Puppet - Graph Algorithms [Ruby]
- Status
- PUBLISHED
- Project
- Puppet
- Project home page
- https://github.com/puppetlabs/puppet
- Language
- Ruby
- Tags
- #graph #algorithm
Help Code Catalog grow: suggest your favorite code or weight in on open article proposals.
Table of contents
Context
Puppet, an automated administrative engine for your Linux, Unix, and Windows systems, performs administrative tasks (such as adding users, installing packages, and updating server configurations) based on a centralized specification.

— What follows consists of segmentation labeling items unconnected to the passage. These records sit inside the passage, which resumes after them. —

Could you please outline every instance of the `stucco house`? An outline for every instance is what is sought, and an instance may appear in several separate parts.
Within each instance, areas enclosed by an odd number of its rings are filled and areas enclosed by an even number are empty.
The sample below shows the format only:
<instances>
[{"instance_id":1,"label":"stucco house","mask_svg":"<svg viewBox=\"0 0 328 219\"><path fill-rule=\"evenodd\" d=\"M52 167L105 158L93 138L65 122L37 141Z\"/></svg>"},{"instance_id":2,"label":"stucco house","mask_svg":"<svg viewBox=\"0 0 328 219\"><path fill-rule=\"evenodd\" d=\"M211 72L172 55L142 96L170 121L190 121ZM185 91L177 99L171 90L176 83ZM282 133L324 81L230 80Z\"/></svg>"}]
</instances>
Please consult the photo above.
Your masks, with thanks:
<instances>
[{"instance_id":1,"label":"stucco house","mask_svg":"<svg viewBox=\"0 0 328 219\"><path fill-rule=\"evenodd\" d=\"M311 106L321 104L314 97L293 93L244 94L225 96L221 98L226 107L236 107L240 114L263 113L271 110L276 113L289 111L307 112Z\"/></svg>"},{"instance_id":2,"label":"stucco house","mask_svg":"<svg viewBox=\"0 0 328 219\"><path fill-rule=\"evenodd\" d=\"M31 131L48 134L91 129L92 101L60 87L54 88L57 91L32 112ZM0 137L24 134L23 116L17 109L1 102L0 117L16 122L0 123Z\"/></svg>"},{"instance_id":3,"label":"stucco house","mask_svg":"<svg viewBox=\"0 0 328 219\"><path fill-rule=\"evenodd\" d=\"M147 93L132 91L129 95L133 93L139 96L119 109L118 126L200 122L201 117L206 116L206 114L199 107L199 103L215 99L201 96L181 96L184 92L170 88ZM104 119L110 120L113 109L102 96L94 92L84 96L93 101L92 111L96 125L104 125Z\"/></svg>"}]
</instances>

Puppet deals with resources: files, users, services, packages and so on. Resources are defined in manifest files.
By default, Puppet applies unrelated resources in the order in which they’re written in the manifest. If a resource must be applied before or after some other resource, declare a relationship between them to show that their order isn’t coincidental. You can also make changes in one resource cause a refresh of some other resource. See the Relationships and ordering page for more information.
Problem
In what order should Puppet apply resources to respect the relationships? How can it detect and report circular dependencies between resources? How does it know everything a resource depends on, directly or indirectly, or everything that depends on it?
Overview
Puppet represents relationships between resources as a graph with vertices being resources and edges being relationships. Then the problems above can be solved with standard graph algorithms.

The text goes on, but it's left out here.